The work builds on previous research by Paul Patterson, a neurobiologist at the California Institute of Technology (Caltech) in Pasadena. In 2012, he and his team created mice with autism-like symptoms by injecting a chemical that mimics viral infection into pregnant mice; those animals then bore offspring that were less sociable and more anxious than wild-type animals. The autistic mice also had 'leaky guts', in which the walls of the intestine break down and allow substances to leak through. Several studies have found that humans with autism are also more likely to have gastrointestinal disorders, suggesting that the two problems may be linked.
To investigate what role the gut might play in the animals’ symptoms, Patterson and his colleagues at Caltech took a census of the bacteria living in the guts of the mice.
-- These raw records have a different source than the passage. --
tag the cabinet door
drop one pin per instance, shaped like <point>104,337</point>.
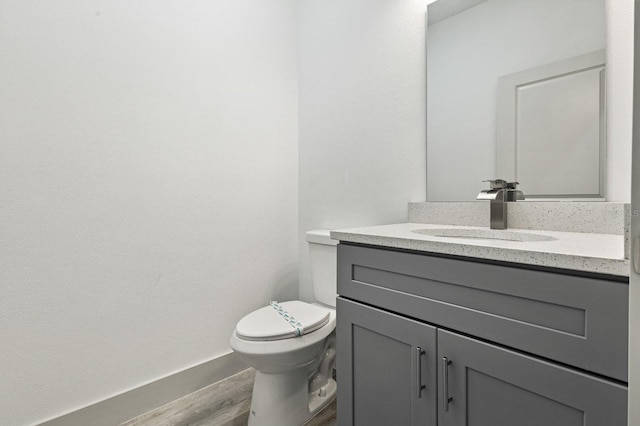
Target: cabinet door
<point>492,386</point>
<point>386,368</point>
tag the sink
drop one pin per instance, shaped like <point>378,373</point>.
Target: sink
<point>484,234</point>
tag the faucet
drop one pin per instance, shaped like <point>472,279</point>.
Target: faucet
<point>499,194</point>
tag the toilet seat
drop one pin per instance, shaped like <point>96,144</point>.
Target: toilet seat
<point>280,321</point>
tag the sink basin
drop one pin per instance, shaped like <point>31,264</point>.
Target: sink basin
<point>485,234</point>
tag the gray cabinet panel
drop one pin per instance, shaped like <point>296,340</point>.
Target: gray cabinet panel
<point>380,369</point>
<point>575,320</point>
<point>491,386</point>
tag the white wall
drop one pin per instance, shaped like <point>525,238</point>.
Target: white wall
<point>148,169</point>
<point>620,98</point>
<point>362,114</point>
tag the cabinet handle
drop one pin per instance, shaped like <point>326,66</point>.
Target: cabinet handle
<point>419,353</point>
<point>446,399</point>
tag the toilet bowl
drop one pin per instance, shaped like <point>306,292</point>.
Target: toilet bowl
<point>292,347</point>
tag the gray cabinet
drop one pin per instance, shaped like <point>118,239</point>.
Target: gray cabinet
<point>503,346</point>
<point>491,386</point>
<point>387,370</point>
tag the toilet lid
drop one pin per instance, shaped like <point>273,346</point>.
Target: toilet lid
<point>282,321</point>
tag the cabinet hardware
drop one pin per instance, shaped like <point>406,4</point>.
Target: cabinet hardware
<point>446,399</point>
<point>419,353</point>
<point>636,254</point>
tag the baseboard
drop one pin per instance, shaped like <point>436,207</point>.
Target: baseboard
<point>130,404</point>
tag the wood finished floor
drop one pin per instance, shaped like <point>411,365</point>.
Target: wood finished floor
<point>225,403</point>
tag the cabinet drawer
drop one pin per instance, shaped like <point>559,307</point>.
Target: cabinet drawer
<point>575,320</point>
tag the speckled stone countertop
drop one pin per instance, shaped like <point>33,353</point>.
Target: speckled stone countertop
<point>579,251</point>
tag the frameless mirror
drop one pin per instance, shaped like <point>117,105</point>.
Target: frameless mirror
<point>515,90</point>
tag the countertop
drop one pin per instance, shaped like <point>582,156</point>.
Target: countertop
<point>579,251</point>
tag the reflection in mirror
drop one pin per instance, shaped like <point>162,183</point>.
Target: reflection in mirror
<point>472,45</point>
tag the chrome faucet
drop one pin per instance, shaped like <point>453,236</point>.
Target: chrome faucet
<point>499,194</point>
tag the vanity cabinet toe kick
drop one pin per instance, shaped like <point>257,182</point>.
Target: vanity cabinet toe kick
<point>444,341</point>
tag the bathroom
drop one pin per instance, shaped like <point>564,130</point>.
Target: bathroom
<point>161,161</point>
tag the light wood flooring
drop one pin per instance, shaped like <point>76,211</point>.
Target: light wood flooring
<point>225,403</point>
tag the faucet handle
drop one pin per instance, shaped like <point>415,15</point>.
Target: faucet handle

They found that mice with symptoms of autism had lower levels of a bacterium called Bacteroides fragilis that is normally present in the mouse gut. When the researchers fed B. fragilis to these mice, the animals began behaving more normally and their gastrointestinal symptoms improved.
Next, the researchers tried to determine how the bacteria 'talk' to the brain by examining the blood of autistic and wild-type mice for chemicals that indicate how cells are working in the body. They found that the blood of mice with autism symptoms had levels of a chemical called 4-ethylphenylsulphate (4EPS) that were 46 times higher than that of the control group. This substance is structurally similar to a chemical called para-cresol that is elevated in people with autism.
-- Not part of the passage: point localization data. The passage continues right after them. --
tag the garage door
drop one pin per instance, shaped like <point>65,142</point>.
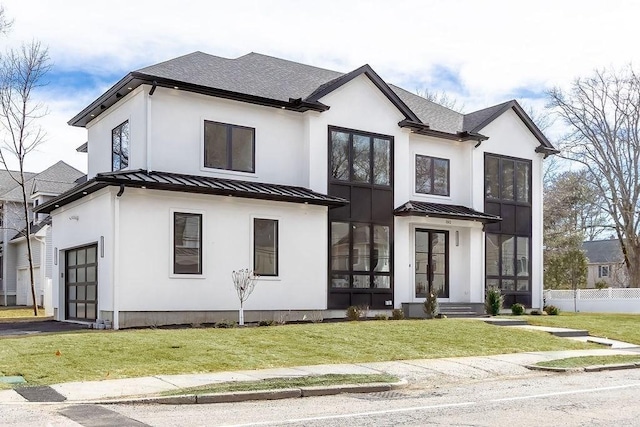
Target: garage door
<point>82,283</point>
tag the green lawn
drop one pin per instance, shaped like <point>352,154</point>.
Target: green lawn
<point>279,383</point>
<point>95,355</point>
<point>581,362</point>
<point>623,327</point>
<point>10,313</point>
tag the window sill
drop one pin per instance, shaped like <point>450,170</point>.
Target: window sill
<point>187,276</point>
<point>251,175</point>
<point>269,279</point>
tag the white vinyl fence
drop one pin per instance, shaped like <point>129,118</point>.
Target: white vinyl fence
<point>610,300</point>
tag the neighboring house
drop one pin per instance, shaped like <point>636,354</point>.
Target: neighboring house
<point>605,263</point>
<point>337,189</point>
<point>15,286</point>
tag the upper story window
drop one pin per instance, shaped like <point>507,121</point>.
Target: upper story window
<point>187,243</point>
<point>120,147</point>
<point>229,147</point>
<point>507,179</point>
<point>432,175</point>
<point>265,247</point>
<point>603,271</point>
<point>360,158</point>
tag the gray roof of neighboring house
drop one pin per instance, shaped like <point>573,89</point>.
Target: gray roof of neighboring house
<point>57,179</point>
<point>7,182</point>
<point>603,251</point>
<point>278,82</point>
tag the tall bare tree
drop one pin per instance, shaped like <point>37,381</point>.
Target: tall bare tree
<point>21,73</point>
<point>603,114</point>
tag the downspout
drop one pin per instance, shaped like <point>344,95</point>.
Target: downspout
<point>148,125</point>
<point>43,263</point>
<point>116,254</point>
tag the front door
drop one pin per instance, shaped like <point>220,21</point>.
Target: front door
<point>432,263</point>
<point>82,283</point>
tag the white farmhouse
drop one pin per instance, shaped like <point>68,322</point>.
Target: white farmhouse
<point>337,189</point>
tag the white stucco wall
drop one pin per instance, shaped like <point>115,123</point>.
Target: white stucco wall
<point>146,282</point>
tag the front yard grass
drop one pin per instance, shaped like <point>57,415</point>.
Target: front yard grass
<point>621,327</point>
<point>582,362</point>
<point>280,383</point>
<point>10,313</point>
<point>95,355</point>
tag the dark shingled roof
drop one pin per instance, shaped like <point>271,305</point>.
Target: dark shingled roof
<point>603,251</point>
<point>440,210</point>
<point>193,184</point>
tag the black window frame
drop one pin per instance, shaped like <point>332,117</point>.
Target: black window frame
<point>508,208</point>
<point>350,160</point>
<point>118,153</point>
<point>432,175</point>
<point>200,244</point>
<point>229,146</point>
<point>276,238</point>
<point>371,204</point>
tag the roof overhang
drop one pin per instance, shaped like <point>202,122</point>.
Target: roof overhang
<point>135,79</point>
<point>440,210</point>
<point>192,184</point>
<point>424,129</point>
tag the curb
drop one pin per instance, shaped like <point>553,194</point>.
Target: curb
<point>244,396</point>
<point>594,368</point>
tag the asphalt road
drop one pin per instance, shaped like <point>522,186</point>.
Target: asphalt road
<point>575,399</point>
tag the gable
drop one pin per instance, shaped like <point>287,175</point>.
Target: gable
<point>477,121</point>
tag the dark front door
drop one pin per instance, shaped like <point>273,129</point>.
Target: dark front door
<point>432,263</point>
<point>82,283</point>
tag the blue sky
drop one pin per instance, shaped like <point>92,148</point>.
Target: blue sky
<point>480,52</point>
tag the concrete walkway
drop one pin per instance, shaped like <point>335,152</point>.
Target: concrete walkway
<point>438,371</point>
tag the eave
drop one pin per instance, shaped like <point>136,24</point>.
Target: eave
<point>424,129</point>
<point>135,79</point>
<point>192,184</point>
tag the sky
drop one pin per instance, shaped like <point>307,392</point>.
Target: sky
<point>480,52</point>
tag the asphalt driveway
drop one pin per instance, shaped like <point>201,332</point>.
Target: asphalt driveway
<point>28,327</point>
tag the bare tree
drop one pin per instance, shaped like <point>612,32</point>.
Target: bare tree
<point>244,281</point>
<point>603,113</point>
<point>440,98</point>
<point>21,73</point>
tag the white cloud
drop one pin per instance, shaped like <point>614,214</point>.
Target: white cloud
<point>495,47</point>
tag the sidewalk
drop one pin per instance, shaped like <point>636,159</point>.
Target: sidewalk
<point>449,370</point>
<point>438,371</point>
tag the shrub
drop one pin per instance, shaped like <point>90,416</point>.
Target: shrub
<point>225,324</point>
<point>397,314</point>
<point>493,301</point>
<point>552,310</point>
<point>517,309</point>
<point>601,284</point>
<point>431,305</point>
<point>354,312</point>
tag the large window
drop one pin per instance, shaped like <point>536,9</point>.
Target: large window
<point>187,243</point>
<point>265,247</point>
<point>360,158</point>
<point>432,175</point>
<point>229,147</point>
<point>120,147</point>
<point>360,256</point>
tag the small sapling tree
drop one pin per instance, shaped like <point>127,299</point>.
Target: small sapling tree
<point>245,282</point>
When the researchers injected 4EPS into wild-type mice, they started behaving like the untreated autistic mice — obsessively repeating some behaviors and squeaking differently when greeting other mice. Study co-author Elaine Hsiao, a neuroscientist at Caltech, says that although it is still unclear whether 4EPS is made by B. fragilis, it does seem to be made by gut bacteria.
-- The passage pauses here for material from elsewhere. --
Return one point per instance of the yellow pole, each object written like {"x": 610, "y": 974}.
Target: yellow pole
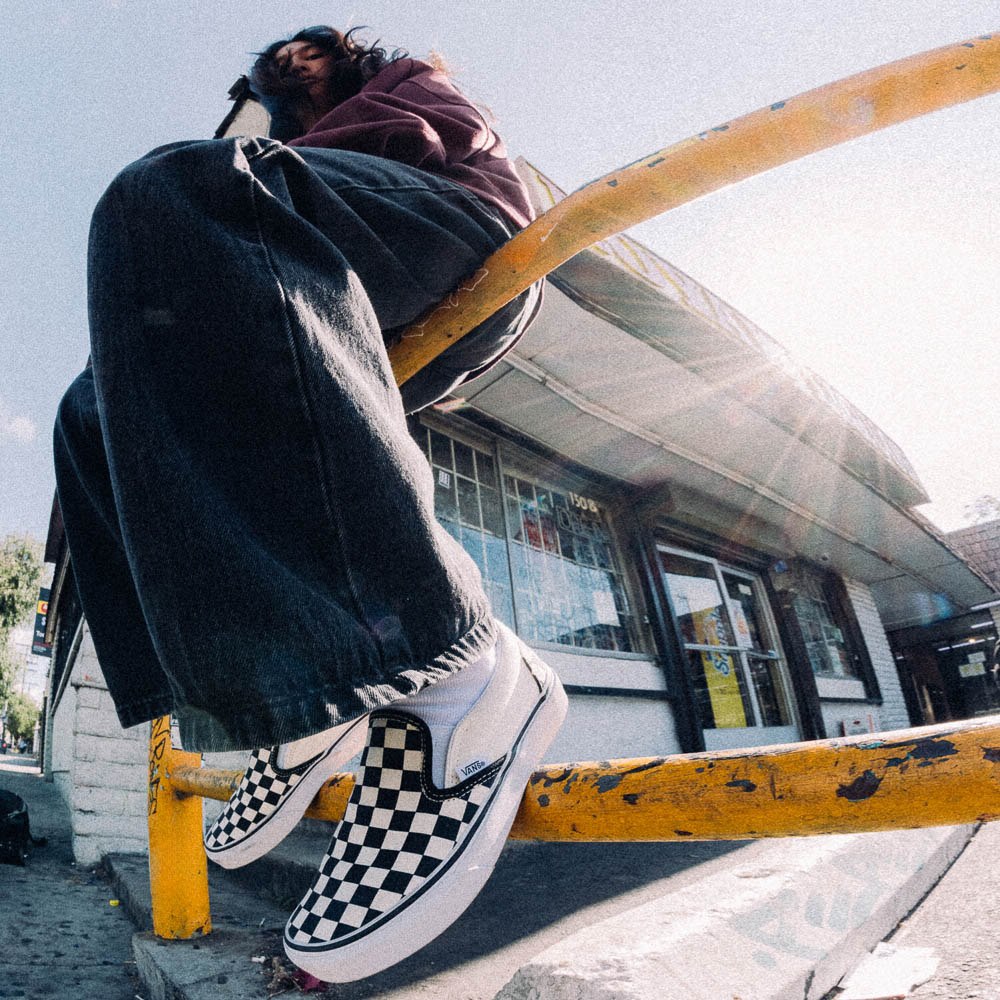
{"x": 723, "y": 155}
{"x": 929, "y": 776}
{"x": 178, "y": 868}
“It’s incredible that putting this one bacteria back can reverse all these widespread changes,” says John Cryan, a pharmacologist at University College Cork in Ireland. Although many anecdotal reports and small studies have suggested that ‘probiotic’ bacteria, such as those found in yoghurt, and antibiotics can help with the symptoms of autism, Cryan says more research needs to be done. Because there are a number of types of autism in humans, it will be important to look at how different symptoms might be affected by different microbes. Another question is whether the microbiomes of the mice — whose symptoms result from maternal infection — differ from those of mice that are genetically predisposed to autism-like symptoms, Cryan adds.
“I think there is now sufficient proof of concept where people can start to look at probiotic bacteria to improve brain function in humans,” says gastroenterologist Stephen Collins of McMaster University in Ontario, Canada. The next step, he says, will be to determine more precisely how different bacteria use the immune, metabolic and nervous systems to influence the brain.